Minister of the Interior
- In office 8 July 1989 – 15 December 1990
- President: Carlos Menem
- Preceded by: Juan Carlos Pugliese
- Succeeded by: Julio Mera Figueroa

Minister of Health
- In office 15 December 1989 – 20 September 1990
- President: Carlos Menem
- Preceded by: Antonio Erman González
- Succeeded by: Alberto Kohan

National Deputy
- In office 10 December 1987 – 8 July 1989
- Constituency: Mendoza

National Senator
- In office 5 June 1996 – 10 December 1999
- Constituency: Mendoza

Personal details
- Born: 16 November 1939 Mendoza, Argentina
- Died: 17 February 2019 (aged 79) Mendoza, Argentina
- Resting place: Parque de Descanso de Guaymallén
- Party: Justicialist Party
- Education: Universidad de Mendoza
- Profession: Lawyer

= Eduardo Bauzá =

Argentine lawyer and politician (1939–2019)

Eduardo Bauzá (16 November 1939 – 17 February 2019) was an Argentine lawyer and politician who served as minister of health and minister of the interior during Carlos Menem's presidency and was later the first chief of the Cabinet of Ministers. He was also an Argentine senator from 1996 to 1999.

==Education and career==
Eduardo Bauzá graduated from the Universidad de Mendoza and started his political career in Mendoza Province. He was appointed to his first political office in 1973 in La Rioja Province as the secretary of development, under Governor Carlos Menem. Menem and Bauzá were deposed during the 1976 Argentine coup d'état, and Bauzá was detained by the National Reorganization Process a few months later.
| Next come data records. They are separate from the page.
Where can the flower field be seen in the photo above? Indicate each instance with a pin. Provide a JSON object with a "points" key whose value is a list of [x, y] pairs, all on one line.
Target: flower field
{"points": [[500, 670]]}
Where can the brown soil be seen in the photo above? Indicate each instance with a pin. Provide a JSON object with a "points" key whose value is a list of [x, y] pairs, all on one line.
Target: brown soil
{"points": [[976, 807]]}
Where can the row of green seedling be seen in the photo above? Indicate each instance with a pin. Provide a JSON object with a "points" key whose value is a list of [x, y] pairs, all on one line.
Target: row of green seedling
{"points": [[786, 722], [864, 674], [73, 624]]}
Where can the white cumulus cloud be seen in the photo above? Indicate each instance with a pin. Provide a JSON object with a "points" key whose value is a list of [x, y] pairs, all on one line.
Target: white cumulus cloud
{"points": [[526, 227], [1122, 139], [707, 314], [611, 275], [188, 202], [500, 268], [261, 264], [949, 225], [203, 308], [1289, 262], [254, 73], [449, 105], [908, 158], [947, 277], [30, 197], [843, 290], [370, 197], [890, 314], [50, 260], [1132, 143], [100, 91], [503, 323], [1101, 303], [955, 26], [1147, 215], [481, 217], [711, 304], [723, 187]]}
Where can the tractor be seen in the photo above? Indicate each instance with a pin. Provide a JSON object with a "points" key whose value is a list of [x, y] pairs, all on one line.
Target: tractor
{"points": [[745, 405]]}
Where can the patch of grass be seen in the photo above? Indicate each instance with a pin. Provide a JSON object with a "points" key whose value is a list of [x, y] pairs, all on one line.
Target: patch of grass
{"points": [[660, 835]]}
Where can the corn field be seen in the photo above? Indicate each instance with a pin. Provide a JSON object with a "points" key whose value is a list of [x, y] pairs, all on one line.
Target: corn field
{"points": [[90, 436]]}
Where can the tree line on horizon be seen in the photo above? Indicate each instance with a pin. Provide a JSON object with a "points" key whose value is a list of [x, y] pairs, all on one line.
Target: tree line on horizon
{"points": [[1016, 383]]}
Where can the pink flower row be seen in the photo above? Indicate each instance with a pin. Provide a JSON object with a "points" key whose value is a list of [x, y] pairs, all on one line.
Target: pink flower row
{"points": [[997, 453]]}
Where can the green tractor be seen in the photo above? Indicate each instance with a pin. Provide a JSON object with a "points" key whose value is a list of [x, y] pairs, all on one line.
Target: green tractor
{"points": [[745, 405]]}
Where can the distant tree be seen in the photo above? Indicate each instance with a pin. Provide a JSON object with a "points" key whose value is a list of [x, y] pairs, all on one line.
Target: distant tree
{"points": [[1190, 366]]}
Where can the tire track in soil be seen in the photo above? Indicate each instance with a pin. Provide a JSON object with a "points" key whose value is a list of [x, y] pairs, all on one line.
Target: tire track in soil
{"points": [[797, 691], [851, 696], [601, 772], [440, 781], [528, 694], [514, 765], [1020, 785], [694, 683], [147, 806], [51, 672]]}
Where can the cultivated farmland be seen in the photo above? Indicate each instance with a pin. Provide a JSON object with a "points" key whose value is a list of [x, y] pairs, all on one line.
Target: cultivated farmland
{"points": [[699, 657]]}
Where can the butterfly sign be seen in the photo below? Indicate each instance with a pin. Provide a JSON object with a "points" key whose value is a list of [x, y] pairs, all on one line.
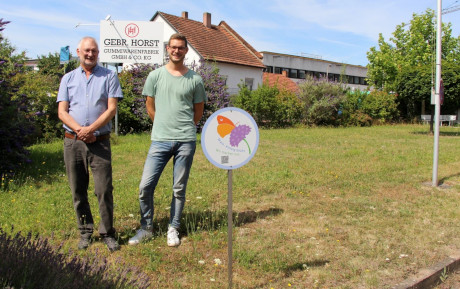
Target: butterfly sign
{"points": [[237, 133], [230, 138]]}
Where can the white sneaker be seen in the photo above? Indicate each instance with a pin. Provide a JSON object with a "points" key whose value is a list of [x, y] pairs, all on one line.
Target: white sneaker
{"points": [[173, 237], [141, 236]]}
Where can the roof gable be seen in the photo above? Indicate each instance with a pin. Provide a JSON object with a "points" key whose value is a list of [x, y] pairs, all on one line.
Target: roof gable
{"points": [[218, 43]]}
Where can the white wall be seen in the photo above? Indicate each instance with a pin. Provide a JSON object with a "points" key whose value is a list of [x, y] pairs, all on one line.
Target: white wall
{"points": [[237, 73]]}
He was under arrest from May 1976 to April 1977. He resumed his political career in 1982 and helped establish the "Federalismo y liberación" ("Federalism and liberation"; FyL) faction within the Justicialist Party (PJ), led by Menem. They both ran in the primary election in 1983 and lost to Ítalo Argentino Lúder. Parallel to that, Bauzá ran in the PJ primary election for governor that year and lost to Carlos Motta.

He was elected as a deputy for Mendoza in 1987. He resigned to organize the political campaign of Menem for the 1989 Argentine general election, which Menem won. After the election, Bauzá was appointed minister of interior. He served for six months, and then moved to the Ministry of Health. During his tenure, a controversy known as the “Smock scandal” (Spanish: Escándalo de los guardapolvos) emerged. The government had purchased 500,000 school smocks at inflated prices but delivered only about ten percent, despite receiving full advance payments. In 2005, Eduardo Bauzá was acquitted of wrongdoing by Judge María Romilda Servini de Cubría.

== Later career and retirement ==
After several months, Bauzá served as general secretary of the presidency. The 1994 amendment of the Constitution of Argentina created the office of the Chief of the Cabinet of Ministers; Bauzá was the inaugural holder in 1995. He resigned in 1996, suffering Hepatitis C. He was subsequently elected senator. In 1999, he ended his term, retired from politics, and returned to the province of Mendoza.

Bauzá organized the political campaign of Menem for the 2003 Argentine general election. Menem won the elections but refused to run in a ballotage election (two-round system) against Santa Cruz governor Néstor Kirchner. At that point, Bauzá retired from internal party politics as well. Afterward, he turned his attention to the family business. His great-grandfather had founded the Bauzá noodle brand, which continues to operate.

== Illness and death ==
In 2004 Bauzá was diagnosed with Alzheimer's disease. His son reported that, although he was severely incapacitated by the disease, he remained lucid during his later years. He died on 17 February 2019, of undisclosed reasons. His family, which includes five sons and seven grandsons, refused to hold a public funeral, and arranged only a private ceremony. He was buried at the Parque de Descanso de Guaymallén cemetery, outside of the city of Mendoza.